Die in dem Skimmer eingebaute Pumpe hat nach meiner Kenntnis eine Leistung von ca. 2000 l/h. Dies mag für verhältnismäßig kleine Teiche ausreichen. ABER : Diese Punpe fördert das Wasser NICHT über eine Rohrleitung oder Schlauch zu einem Filter. Es ist ein Anschluß für einen Druckschlauch nicht vorhanden und das vom Skimmer angesaugte Wasser wird direkt unterhalb der Pumpe wieder in den Teich gedrückt. 
Folglich wird der Teich nur insoweit von zurückgehaltenen Feststoffen (Blätter ) entlastet,  wie die kleinen Kunststoffsiebe zurückhalten können.
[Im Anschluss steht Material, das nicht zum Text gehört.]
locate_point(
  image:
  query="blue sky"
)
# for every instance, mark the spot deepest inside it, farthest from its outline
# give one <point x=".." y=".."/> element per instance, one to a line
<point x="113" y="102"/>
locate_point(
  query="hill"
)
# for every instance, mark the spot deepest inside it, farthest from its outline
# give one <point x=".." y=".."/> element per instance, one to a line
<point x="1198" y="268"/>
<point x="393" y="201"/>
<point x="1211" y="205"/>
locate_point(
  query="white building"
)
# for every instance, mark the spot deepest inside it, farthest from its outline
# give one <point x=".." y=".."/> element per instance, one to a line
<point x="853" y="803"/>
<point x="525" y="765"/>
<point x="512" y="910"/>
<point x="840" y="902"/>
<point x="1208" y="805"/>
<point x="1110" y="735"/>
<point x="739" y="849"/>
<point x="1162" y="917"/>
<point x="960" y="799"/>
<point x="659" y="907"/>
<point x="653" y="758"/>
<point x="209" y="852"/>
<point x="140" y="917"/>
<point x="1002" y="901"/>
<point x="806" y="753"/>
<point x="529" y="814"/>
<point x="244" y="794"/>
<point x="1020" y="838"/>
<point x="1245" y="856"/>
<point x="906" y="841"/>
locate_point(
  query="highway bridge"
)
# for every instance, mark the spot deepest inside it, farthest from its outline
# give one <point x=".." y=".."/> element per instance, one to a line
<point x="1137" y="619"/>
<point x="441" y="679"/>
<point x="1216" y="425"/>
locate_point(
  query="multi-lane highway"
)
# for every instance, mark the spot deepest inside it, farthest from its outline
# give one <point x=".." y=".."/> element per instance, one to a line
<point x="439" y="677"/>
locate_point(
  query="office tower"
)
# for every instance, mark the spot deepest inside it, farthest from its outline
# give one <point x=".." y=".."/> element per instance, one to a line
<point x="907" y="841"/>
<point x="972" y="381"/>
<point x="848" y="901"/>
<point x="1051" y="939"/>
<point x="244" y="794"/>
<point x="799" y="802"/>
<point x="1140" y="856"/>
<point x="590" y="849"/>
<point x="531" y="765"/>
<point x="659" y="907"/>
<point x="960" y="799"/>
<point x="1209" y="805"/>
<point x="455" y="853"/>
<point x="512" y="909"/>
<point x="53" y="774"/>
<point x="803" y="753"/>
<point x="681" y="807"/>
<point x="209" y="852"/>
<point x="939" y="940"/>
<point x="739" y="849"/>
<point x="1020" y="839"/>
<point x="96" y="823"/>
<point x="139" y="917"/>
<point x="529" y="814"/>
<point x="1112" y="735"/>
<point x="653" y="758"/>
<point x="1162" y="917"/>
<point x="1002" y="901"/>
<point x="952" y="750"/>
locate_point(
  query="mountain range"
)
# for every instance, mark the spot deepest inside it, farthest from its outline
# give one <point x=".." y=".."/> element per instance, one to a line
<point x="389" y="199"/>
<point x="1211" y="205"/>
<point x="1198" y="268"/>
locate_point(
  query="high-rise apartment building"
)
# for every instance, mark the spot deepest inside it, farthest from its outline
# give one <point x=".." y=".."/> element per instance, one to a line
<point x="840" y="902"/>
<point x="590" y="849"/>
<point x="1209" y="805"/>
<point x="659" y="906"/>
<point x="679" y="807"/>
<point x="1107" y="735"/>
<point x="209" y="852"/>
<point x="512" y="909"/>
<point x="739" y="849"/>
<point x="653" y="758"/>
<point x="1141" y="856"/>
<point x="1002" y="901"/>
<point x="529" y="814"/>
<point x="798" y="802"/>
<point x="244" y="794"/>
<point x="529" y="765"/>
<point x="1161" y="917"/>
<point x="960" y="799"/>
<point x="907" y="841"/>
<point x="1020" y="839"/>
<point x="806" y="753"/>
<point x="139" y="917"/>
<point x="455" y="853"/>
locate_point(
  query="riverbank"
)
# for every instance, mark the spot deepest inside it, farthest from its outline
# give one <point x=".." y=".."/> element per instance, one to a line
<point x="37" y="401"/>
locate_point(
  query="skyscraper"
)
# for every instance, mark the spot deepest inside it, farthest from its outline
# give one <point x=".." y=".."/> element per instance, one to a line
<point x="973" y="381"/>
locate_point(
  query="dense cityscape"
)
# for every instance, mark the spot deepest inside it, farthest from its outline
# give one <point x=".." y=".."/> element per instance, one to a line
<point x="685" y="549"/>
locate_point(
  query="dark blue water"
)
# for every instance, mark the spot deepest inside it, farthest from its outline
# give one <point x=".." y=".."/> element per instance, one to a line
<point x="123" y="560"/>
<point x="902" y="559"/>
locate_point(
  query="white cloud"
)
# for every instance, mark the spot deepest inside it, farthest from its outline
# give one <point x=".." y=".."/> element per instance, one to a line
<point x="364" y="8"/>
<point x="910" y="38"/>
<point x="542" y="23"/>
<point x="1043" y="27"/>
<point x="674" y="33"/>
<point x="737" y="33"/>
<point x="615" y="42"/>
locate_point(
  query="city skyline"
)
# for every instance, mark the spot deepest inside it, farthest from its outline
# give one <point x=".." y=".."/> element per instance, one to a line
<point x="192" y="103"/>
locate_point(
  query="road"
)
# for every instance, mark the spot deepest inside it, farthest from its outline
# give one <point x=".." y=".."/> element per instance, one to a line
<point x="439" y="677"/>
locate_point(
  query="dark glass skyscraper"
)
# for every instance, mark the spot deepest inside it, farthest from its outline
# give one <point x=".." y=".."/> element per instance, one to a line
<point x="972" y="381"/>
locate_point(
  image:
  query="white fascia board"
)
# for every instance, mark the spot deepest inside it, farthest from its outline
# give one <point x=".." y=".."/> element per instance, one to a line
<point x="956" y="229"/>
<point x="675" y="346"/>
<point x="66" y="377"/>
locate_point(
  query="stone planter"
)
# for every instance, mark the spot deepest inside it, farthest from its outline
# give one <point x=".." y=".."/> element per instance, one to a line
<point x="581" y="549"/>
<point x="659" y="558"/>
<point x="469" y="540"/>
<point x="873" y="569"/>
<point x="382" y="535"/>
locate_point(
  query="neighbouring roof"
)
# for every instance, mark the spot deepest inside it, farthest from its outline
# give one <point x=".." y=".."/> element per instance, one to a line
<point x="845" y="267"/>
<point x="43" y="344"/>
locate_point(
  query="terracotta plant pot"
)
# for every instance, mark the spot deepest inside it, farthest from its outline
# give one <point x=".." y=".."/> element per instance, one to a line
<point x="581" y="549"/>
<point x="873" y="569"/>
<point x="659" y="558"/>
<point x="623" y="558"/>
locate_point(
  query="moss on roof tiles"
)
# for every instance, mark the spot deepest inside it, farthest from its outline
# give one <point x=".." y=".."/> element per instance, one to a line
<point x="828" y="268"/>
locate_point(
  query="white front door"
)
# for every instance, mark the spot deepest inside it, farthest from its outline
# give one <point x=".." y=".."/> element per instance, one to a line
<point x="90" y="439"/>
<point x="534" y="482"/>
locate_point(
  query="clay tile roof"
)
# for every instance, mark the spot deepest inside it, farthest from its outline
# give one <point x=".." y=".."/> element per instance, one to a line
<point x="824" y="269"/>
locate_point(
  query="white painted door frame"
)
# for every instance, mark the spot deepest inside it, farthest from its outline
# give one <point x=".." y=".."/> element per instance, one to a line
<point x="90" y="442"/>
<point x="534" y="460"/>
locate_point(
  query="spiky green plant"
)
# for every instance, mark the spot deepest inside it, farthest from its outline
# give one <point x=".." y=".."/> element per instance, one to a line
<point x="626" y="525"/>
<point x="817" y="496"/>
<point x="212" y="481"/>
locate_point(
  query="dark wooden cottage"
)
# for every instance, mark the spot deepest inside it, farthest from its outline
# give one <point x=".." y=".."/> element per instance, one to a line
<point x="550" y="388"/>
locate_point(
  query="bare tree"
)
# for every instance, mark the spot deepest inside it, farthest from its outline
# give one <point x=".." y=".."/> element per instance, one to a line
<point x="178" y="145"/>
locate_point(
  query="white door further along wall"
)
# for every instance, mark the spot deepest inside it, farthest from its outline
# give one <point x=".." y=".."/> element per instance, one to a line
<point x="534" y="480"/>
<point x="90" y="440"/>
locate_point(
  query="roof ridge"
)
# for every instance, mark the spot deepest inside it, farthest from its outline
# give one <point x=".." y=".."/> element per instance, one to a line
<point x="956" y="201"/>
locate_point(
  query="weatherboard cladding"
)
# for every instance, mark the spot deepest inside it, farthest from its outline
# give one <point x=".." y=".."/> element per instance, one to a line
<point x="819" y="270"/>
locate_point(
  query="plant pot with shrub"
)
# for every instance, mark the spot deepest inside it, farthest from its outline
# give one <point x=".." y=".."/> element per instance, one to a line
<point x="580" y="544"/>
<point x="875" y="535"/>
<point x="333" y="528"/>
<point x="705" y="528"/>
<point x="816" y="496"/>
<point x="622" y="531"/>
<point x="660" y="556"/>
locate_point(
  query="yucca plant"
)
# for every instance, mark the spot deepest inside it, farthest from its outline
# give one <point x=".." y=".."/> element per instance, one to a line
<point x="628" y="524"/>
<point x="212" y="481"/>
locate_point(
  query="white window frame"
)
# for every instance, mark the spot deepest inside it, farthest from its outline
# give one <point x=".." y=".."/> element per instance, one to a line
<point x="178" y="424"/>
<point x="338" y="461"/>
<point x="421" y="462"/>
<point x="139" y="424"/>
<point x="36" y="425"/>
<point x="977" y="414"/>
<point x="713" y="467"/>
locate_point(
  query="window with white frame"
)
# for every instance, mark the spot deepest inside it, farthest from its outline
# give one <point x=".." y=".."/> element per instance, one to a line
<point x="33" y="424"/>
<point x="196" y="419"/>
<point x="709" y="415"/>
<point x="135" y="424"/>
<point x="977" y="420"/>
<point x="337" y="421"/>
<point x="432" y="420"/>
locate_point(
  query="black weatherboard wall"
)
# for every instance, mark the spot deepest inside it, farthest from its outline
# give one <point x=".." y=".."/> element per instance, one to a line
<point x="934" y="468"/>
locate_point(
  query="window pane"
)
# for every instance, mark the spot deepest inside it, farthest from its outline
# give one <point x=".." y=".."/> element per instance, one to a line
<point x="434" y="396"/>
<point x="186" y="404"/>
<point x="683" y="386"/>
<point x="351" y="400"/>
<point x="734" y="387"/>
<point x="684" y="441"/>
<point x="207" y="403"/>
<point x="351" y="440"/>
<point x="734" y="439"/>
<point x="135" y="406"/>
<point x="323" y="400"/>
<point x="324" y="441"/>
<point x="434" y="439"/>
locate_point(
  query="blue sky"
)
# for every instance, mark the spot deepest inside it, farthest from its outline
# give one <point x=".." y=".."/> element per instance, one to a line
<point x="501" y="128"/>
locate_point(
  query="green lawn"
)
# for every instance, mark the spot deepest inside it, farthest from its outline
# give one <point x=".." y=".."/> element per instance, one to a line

Ich habe einen solchen Skimmer im Einsatz gesehen : Er ist sicherlich gut als Ergänzung, um Blätter aufzusaugen, die bei "falscher" Windrichtung sonst nicht abgesaugt würden. Dafür ist dieser Schwimmskimmer auch deshalb gut, weil er mit dem Wind immer in die richtige Richtung getrieben wird, wenn das Elt.-kabel ausreichend lang ist. Aber sehr häufig reinigen !!
Die feinen Stoffe wie Blütenstaub u.ä. werden nicht aus dem  Teich entfernt.
Herzliche Grüße
Gerd


----------



## Teichforum.info (9. Juni 2005)

*Skimmer*

Hallo,
der hier gezeigte Schwimmskimmer unterscheidet sich in einem wesentlichen Punkt von den sonst bekannten Skimmern.
Die in dem Skimmer eingebaute Pumpe hat nach meiner Kenntnis eine Leistung von ca. 2000 l/h. Dies mag für verhältnismäßig kleine Teiche ausreichen. ABER : Diese Punpe fördert das Wasser NICHT über eine Rohrleitung oder Schlauch zu einem Filter. Es ist ein Anschluß für einen Druckschlauch nicht vorhanden und das vom Skimmer angesaugte Wasser wird direkt unterhalb der Pumpe wieder in den Teich gedrückt. 
Folglich wird der Teich nur insoweit von zurückgehaltenen Feststoffen (Blätter ) entlastet,  wie die kleinen Kunststoffsiebe zurückhalten können.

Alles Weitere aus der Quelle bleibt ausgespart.